I must also determine whether the Commissioner's decision "is based on legal error." Collins v. Astrue, 648 F.3d 869, 871 (8th Cir. 2011) (quoting Lowe v. Apfel, 226 F.3d 969, 971 (8th Cir. 2000)). "Legal error may be an error of procedure, the use of erroneous legal standards, or an incorrect application of the law." Id. (citations omitted). No deference is owed to the Commissioner's legal conclusions. See Brueggemann v. Barnhart, 348 F.3d 689, 692 (8th Cir. 2003). See also Collins, 648 F.3d at 871 (indicating that the question of whether the ALJ's decision is based on legal error is reviewed de novo).
IV. ANALYSIS
A. Evaluation of Drug and Alcohol Abuse Materiality
Roberts first argues that the ALJ failed to evaluate properly the issue of drug and alcohol abuse (DAA) materiality in light of SSR 13-2P. I first note that SSR 13-2P went into effect on March 22, 2013, which was after the decision of the ALJ in this case. SSR 13-2P sets forth the questions to be answered by the adjudicator in evaluating DAA cases. The ruling provides that the key factor to be examined in determining whether drug addiction or alcoholism is a contributing factor material to the determination of disability is whether a claimant would still be found disabled if he or she stopped using drugs or alcohol. SSR 13-2P(2). The ruling states that DAA is not material to the determination that the claimant is under a disability if the claimant would still meet the definition of disability if he or she were not using drugs or alcohol. SSR 13-2P(2)(a). If DAA is not material, the claimant will be found to be disabled. Id. However, DAA is material to the determination of disability if the claimant would not meet the definition of disability if he or she were not using drugs or alcohol. If DAA is material, the claimant is found not disabled. SSR 13-2P(2)(b).
In her brief, Roberts states that the ALJ correctly first determined Roberts to be disabled from both DAA and a co-occurring mental disorder. (Pl.'s Brf at 6). She alleges, however, that the ALJ failed to find evidence that the co-occurring mental disorder would improve and not be disabling in the absence of DAA.
The ALJ gave England's opinion significant weight and concurred with his findings, concluding that Roberts would be disabled due to her substance abuse. However, the ALJ found that the substance abuse was material to a determination of disability. In the absence of drugs and alcohol, the ALJ found Roberts would not be disabled. (Tr. at 15). England testified that Roberts would not meet any mental listings if she were sober. He said that if Roberts was abusing drugs and alcohol, she would have marked limitations in activities of daily living, depending on her levels and patterns of substance abuse. (Id.).

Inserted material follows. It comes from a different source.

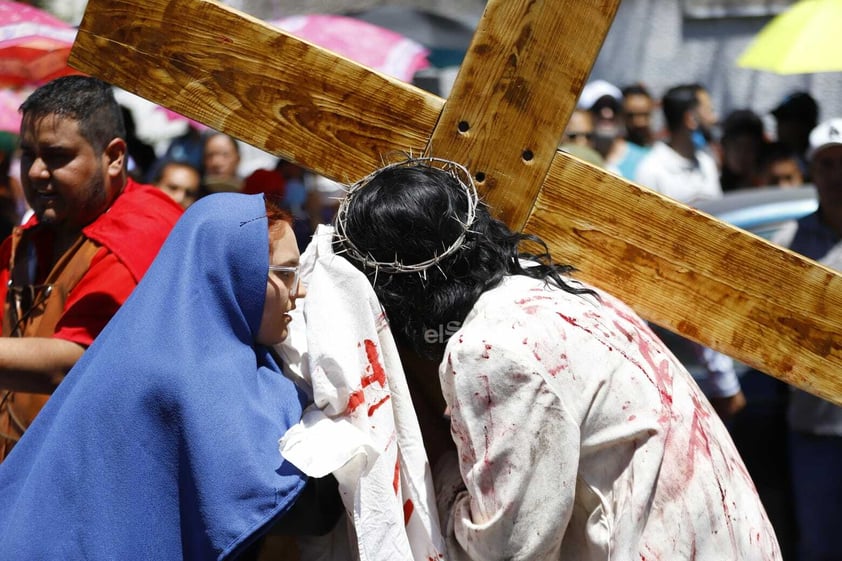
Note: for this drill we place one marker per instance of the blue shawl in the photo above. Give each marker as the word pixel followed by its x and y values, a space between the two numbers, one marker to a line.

The ALJ found that if Roberts stopped the substance use, the remaining limitations would cause more than a minimal impact on her ability to perform basic work activities. Therefore, she would continue to experience significant limitations regarding her ability to perform basic work activities because of her impairments. (Id. at 15-16). The ALJ determined that, if Roberts stopped substance use, she would not have an impairment or combination of impairments that meets or medically equals any of the impairments listed in 20 C.F.R. Part 404, Subpart P, Appendix 1 (20 C.F.R. § 404.1520(d) and § 416.920(d)). (Tr. at 16). Roberts would have moderate restriction in activities of daily living if the substance use was stopped. (Id.). The record supports the ALJ's decision.

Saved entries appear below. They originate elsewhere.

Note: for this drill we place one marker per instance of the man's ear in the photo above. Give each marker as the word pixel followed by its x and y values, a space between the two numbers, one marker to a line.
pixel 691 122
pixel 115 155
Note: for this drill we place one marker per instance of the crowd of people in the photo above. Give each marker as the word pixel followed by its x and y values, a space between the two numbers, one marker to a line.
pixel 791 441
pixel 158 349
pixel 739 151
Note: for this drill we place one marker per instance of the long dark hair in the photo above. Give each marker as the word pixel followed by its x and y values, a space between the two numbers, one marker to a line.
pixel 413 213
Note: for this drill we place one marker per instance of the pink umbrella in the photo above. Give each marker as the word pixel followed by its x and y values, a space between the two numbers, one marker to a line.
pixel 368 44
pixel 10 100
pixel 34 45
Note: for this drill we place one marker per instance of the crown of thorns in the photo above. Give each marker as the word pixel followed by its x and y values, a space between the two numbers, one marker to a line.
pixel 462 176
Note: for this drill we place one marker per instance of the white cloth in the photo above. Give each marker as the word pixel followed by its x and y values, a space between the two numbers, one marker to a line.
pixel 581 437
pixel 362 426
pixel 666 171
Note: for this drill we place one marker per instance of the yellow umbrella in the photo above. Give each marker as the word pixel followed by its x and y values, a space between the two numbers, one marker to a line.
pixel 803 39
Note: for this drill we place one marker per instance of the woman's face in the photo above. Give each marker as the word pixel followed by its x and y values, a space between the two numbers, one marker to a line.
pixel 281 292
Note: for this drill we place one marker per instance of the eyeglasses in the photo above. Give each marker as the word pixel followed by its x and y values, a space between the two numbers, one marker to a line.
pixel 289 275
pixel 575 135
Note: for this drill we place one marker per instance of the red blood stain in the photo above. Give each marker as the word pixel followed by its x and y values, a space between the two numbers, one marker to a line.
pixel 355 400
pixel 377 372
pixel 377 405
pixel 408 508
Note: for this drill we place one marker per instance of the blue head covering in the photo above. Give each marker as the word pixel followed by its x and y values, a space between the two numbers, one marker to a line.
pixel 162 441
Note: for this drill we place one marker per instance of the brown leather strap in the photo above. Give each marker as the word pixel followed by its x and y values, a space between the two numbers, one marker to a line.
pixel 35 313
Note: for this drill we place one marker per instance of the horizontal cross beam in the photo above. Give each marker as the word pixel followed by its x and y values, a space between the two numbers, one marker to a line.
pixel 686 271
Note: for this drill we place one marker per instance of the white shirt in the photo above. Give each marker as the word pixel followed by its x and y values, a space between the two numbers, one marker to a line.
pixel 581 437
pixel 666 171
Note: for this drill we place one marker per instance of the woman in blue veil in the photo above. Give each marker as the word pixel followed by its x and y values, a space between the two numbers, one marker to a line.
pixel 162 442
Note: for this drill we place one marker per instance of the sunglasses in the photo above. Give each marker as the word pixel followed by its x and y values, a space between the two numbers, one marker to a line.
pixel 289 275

The opinion of Schmechel supported a finding of "not disabled" in the absence of substance abuse. Schmechel found that Roberts' drug and alcohol use appeared to play a major role in her mental health status. Schmechel found that Roberts appeared capable of simple, unskilled employment at the substantial gainful activity level. (Id.). The ALJ and England concurred with Schmechel's opinion because it was consistent with the medical record as a whole. (Id.).
The ALJ correctly followed the two-step process of first determining whether there is an underlying medically determinable physical or mental impairment that could reasonably be expected to produce Roberts' pain or other symptoms. (Id. at 17). The ALJ determined that Roberts' impairments could reasonably be expected to produce the alleged symptoms. Then, the ALJ evaluated the intensity, persistence, and limiting effects of the claimant's symptoms and made a finding of credibility of Roberts' statements. (Id.). The ALJ determined that Roberts statements concerning the intensity, duration and limiting effects of the symptoms were not entirely credible to the extent they were inconsistent with the RFC assessment.

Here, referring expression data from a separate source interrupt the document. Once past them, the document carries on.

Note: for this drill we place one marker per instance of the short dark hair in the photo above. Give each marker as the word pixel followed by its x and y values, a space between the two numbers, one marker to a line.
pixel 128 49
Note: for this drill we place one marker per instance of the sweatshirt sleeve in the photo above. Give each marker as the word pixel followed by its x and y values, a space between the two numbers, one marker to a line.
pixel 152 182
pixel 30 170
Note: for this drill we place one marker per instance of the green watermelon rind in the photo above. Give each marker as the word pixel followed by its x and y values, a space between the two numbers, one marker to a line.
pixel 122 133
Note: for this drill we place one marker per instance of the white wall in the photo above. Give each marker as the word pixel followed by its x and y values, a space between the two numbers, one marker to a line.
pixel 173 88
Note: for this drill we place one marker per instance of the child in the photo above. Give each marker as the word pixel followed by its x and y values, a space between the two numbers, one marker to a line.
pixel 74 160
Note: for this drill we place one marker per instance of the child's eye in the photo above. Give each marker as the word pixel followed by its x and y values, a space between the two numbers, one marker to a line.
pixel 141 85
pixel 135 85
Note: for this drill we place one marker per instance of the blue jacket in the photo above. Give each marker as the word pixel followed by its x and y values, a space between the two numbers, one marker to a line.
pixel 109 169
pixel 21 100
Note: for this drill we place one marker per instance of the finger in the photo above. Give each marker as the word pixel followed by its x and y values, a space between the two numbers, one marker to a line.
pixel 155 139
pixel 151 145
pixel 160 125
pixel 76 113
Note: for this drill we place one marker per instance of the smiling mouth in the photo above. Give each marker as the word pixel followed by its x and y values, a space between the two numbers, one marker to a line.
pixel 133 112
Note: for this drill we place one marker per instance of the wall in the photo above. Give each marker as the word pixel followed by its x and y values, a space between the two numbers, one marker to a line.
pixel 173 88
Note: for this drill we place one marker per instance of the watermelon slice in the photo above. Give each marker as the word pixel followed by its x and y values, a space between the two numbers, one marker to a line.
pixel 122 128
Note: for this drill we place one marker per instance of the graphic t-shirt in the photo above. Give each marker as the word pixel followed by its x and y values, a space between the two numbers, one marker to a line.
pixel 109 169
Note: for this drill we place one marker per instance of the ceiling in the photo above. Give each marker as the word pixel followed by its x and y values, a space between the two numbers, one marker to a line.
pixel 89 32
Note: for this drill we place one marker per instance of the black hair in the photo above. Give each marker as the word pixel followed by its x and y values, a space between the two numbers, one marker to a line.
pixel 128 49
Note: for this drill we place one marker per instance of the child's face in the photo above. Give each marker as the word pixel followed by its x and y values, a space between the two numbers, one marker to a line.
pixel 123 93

As noted by the ALJ, Roberts did not allege any mental impairment in her initial disability report. Although the record revealed several diagnoses for mental impairments, not all of the diagnoses were supported by sufficient medical evidence. In addition, Roberts' allegations of mental limitations were not fully credible because her symptoms were significantly exacerbated by her substance abuse.
I agree with the ALJ's finding that Roberts had not received treatment for her mental impairments as would be expected from a totally disabled individual. (Id. at 19). Although Roberts had taken part in a number of different drug treatment programs, she did not complete most of them. She was not always compliant in taking prescribed medications, even though she admitted her condition was better when she took the medications. The ALJ was correct in determining that Roberts' course of medical treatment and use of medication was not consistent with her allegations of disabling mental impairments. (Id.).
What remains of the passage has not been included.